The ghost of tweets past just cost Teen Vogue a multimillion dollar advertising deal and now their editor in chief is hanging by a thread.
Ulta Beauty, a $7.4 billion cosmetics and skin care company, has officially halted their Teen Vogue advertising agreement after anti-Asian controversy emerged from the shadow and the internet trolls struck. On Friday March 12, the Condé Nast-owned publication announced that it hired Axios reporter Alexi McCammond as chief editor.
McCammond is in the fire for her “racist” tweets about Asians back in 2011. Though she apologized two years ago, her recent affiliation with the super wokies over at Teen Vogue has caused her politically-incorrect tweets to resurface.

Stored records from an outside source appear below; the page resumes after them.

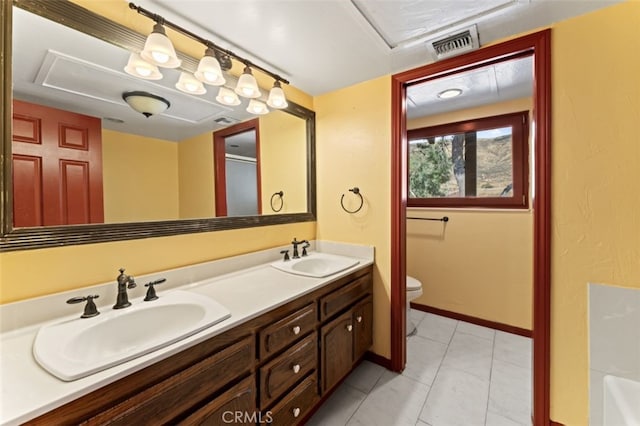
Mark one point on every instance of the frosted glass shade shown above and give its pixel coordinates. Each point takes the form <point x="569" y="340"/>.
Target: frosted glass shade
<point x="159" y="50"/>
<point x="138" y="67"/>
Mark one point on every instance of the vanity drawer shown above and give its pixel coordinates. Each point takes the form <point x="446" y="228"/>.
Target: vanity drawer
<point x="163" y="402"/>
<point x="293" y="408"/>
<point x="284" y="371"/>
<point x="345" y="296"/>
<point x="287" y="330"/>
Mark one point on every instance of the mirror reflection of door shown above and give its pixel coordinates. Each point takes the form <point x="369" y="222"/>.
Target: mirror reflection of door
<point x="237" y="170"/>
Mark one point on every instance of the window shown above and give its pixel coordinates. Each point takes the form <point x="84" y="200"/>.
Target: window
<point x="476" y="163"/>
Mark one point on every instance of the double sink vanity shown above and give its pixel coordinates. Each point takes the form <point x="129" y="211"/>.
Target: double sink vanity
<point x="244" y="340"/>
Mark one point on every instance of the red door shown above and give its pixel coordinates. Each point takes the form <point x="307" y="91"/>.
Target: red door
<point x="57" y="167"/>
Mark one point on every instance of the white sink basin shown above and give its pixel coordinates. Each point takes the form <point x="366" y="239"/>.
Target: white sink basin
<point x="79" y="347"/>
<point x="317" y="265"/>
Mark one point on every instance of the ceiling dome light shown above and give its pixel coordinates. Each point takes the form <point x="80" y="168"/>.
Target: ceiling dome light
<point x="189" y="84"/>
<point x="276" y="98"/>
<point x="247" y="85"/>
<point x="159" y="50"/>
<point x="227" y="97"/>
<point x="257" y="107"/>
<point x="138" y="67"/>
<point x="449" y="93"/>
<point x="209" y="71"/>
<point x="146" y="103"/>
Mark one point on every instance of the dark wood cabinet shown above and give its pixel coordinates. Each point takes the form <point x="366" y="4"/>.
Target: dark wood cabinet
<point x="271" y="369"/>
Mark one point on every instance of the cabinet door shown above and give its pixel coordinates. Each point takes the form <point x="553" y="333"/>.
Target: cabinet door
<point x="337" y="350"/>
<point x="362" y="327"/>
<point x="237" y="406"/>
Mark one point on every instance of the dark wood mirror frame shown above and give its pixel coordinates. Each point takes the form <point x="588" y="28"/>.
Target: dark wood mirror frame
<point x="79" y="18"/>
<point x="538" y="44"/>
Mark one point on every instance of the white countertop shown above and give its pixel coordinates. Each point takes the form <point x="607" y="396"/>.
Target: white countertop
<point x="29" y="391"/>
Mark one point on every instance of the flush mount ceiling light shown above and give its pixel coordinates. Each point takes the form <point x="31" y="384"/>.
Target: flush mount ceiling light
<point x="247" y="85"/>
<point x="257" y="107"/>
<point x="449" y="93"/>
<point x="209" y="70"/>
<point x="227" y="97"/>
<point x="138" y="67"/>
<point x="189" y="84"/>
<point x="216" y="61"/>
<point x="146" y="103"/>
<point x="276" y="98"/>
<point x="159" y="50"/>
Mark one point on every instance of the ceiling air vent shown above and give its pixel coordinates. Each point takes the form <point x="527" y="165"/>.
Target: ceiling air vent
<point x="454" y="44"/>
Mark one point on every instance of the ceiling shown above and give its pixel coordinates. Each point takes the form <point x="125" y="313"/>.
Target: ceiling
<point x="319" y="45"/>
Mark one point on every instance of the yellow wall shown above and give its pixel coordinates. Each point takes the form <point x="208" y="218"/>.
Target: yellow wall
<point x="152" y="164"/>
<point x="481" y="265"/>
<point x="596" y="171"/>
<point x="283" y="151"/>
<point x="353" y="149"/>
<point x="195" y="170"/>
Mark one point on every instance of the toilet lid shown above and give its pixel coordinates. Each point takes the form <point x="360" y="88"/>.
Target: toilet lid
<point x="413" y="284"/>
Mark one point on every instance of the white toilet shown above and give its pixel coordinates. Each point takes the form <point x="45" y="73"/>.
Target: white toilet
<point x="414" y="290"/>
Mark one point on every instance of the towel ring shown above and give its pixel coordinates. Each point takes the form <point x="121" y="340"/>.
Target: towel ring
<point x="356" y="191"/>
<point x="281" y="195"/>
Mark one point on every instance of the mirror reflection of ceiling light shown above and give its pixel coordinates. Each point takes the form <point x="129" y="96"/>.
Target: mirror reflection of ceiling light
<point x="449" y="93"/>
<point x="146" y="103"/>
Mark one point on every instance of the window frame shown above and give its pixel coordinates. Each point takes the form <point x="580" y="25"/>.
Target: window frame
<point x="519" y="123"/>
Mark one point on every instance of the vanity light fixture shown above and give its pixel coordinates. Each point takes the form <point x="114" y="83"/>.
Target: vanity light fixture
<point x="276" y="98"/>
<point x="159" y="51"/>
<point x="188" y="83"/>
<point x="146" y="103"/>
<point x="209" y="70"/>
<point x="449" y="93"/>
<point x="138" y="67"/>
<point x="227" y="97"/>
<point x="257" y="107"/>
<point x="247" y="85"/>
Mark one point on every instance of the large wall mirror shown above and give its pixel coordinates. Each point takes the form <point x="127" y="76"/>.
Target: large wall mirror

The tweets in question have since been deleted but their impact seems to continue to haunt McCammond. She complained that she’d been “outdone” by Asians, criticized “asian eyes” and was upset when she received a 2/10 on her chemistry homework from a “stupid asian T.A.” Unwarranted tweets to say the least and nonetheless offensive.
Back in 2019, she apologized after being dragged for her comments but she recently had to apologize again. She’s posted her apology on her personal Instagram and Twitter in a lengthy note to the Teen Vogue community expressing how “deeply sorry” she is for her “hurtful and inexcusable language.”
Though McCammond seemed sincere and made clear her intentions to help the AAPI (Asian and Pacific Islander) community, her apology was insufficient.
Ulta Beauty had plans to spend seven figures in advertising for Teen Vogue but even despite McCammond’s apology on the decade old anti-Asian tweets, they have chosen to halt further partnership plans with Condé Nast. Ulta released a statement to Daily Beast regarding their retraction decision:
Diversity and inclusion are core values at Ulta Beauty—and always have been,” the spokesperson said. “Our current spend with Teen Vogue is paused as we work with Condé Nast to evaluate the situation and determine next steps regarding our partnership.”
Since the incident developed and came into scope, numerous Teen Vogue employees wrote a letter to Condé Nast’s management team expressing their concern and there’s even been a change.org petition to remove McCammond as a Teen Vogue figurehead.
While Teen Vogue has no room to talk about unnecessary and disgusting posts, it is interesting that they might fire McCammond before she even starts. Cheers to Ulta though since Teen Vogue doesn’t need anymore PR for the garbage content they publicize. As McCammond ended her letter “to better days ahead.”